As long as it's not detrimental to the quality of the final product, I believe all freelancers should be able to deliver projects as fast as they like. Having said that, I find myself earning less money by delivering top-quality projects sooner rather than later as other less-experienced freelancers earn more by taking longer to complete their jobs.

There are many industries that charge extra for meeting clients' requests sooner, so what would be the best way to apply this to freelancing apart from simply increasing the hourly rate?

  • Please don't forgot to accept an answer, if you feel that any of them satisfy your question.
    – user45623
    Mar 24 '17 at 1:42

You'll never get ahead with hourly based pricing.. you should use Value-based pricing

With hourly pricing, you penalize yourself the better you get at your job.

Fire your hourly rate.

More detail (but not exactly a duplicate question): Should I charge my client for mistakes I make?

  • 1
    Disagree on this @Scott (doesnt happen often), at least half of my projects are invoiced on an hourly / daily rate. Over the years, my rate has simply gone up. Mar 13 '17 at 8:00
  • Disagree all you want :) My hourly invoicing is reserved for maintenance updates and "fixes" never for projects on the whole.. I think in general working for hourly pay...makes you a slave to a timeclock.. not why I freelance.
    – Scott
    Mar 13 '17 at 10:36
  • I don't see how I'm a slave to a clock: I work whenever, wherever I want and I invoice that time. No matter what you do, I assume you'll still need to work. Mar 13 '17 at 16:36
  • Read the link I posted int he answer above... Hourly-based pricing actually penalizes you the faster you work. So.. the better you get at your job.. the less money you make, unless you continually raise your rates until you eventually price yourself out of the market.
    – Scott
    Mar 13 '17 at 18:03
  • I looked at it, but it's just a link to a search query?
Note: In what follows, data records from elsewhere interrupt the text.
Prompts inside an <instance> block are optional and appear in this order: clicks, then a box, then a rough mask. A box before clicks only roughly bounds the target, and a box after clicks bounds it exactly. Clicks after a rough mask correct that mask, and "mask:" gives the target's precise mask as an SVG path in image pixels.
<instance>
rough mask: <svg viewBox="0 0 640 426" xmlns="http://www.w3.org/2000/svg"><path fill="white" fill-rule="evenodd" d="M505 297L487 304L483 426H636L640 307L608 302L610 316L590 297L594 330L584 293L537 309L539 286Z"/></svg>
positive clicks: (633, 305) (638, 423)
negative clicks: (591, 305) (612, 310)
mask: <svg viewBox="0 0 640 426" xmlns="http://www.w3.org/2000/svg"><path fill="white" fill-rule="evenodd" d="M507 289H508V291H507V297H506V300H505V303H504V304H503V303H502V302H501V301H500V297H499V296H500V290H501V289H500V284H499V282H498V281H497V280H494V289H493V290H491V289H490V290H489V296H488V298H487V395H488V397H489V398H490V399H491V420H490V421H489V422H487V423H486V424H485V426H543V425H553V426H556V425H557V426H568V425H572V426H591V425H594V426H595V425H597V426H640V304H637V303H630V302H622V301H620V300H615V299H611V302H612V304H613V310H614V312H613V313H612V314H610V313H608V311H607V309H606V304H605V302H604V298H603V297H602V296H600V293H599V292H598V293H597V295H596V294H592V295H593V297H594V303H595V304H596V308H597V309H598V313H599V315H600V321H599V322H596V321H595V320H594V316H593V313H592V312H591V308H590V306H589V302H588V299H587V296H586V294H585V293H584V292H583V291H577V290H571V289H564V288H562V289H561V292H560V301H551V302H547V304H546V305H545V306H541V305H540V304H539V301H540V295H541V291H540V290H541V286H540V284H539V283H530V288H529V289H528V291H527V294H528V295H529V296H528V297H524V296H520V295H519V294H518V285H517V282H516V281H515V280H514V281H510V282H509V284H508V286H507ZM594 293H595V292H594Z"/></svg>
Anyway, I assume you don't work in consultancy, as I can imagine your point applies to web development, graphic design or similar. But there are more types of work out there :) Mar 13 '17 at 18:23

You can always increase your rate.

You will need to ensure that any proposal/bid you make reflects this, clearly demonstrating that you plan to take less time, with a final cost estimate at the end of the bid (clearly marked as an estimate, of course).

This way, the client can compare your bid against others and can make a clear choice based on value.


100 hours x $50 per hour = $5000 (competitors)
50 hours x $75 per hour = $3750 (you)

I know which one I'd pick for a project.

Once finished, you can move on to the next project.


If you're looking for ideas outside of increasing your rates (which I recommend doing on a regular basis, as I do annually), here are a few:

  • Mandatory minimums for projects: If you have a good idea of how long something will take, make that the minimum hourly total for the project. That way, if you work faster, they get a quicker delivery and you still get paid fairly. If you end up needing to put in more hours, as long as the communication lines are open and this is an understood possibility, it shouldn't be a problem.
  • Additional fees: While most of my pricing is hourly as well, I have a few additional fees spelled out in my contracts. If there are particular milestones or additions that it would make sense to charge extra for, do so. Or include a "rush fee" that means you give the job priority and will get it done faster. But be careful with these - obviously nobody likes surprise fees, so they need to be clearly explained.
  • Time/Completion bonus: This isn't something that I do and probably doesn't fit in with my industry, but it might for yours (though I think it would make more sense to come from the client). But what you could do is say, "the average freelancer costs X much and finishes in X amount of time. I'll work for the same amount, but if I finish x weeks early I get a completion bonus of $X." I'm honestly not sure how many clients would be welcome to an idea like this one, so it really depends on your industry, how well you sell the idea, and your ability to get things done faster than everyone else.

Delivering the project sooner means you make less money from that project. It also means you are available to start another project that will be a new revenue stream. As long as you keep your schedule full, there is no loss in income.

I typically have three contracts going at once. I have found that this is enough to minimize my downtime, without overwhelming me. You may find that the optimum number for yourself is more or less, depending on your work habits and how quickly your clients respond to questions and provide files that you need.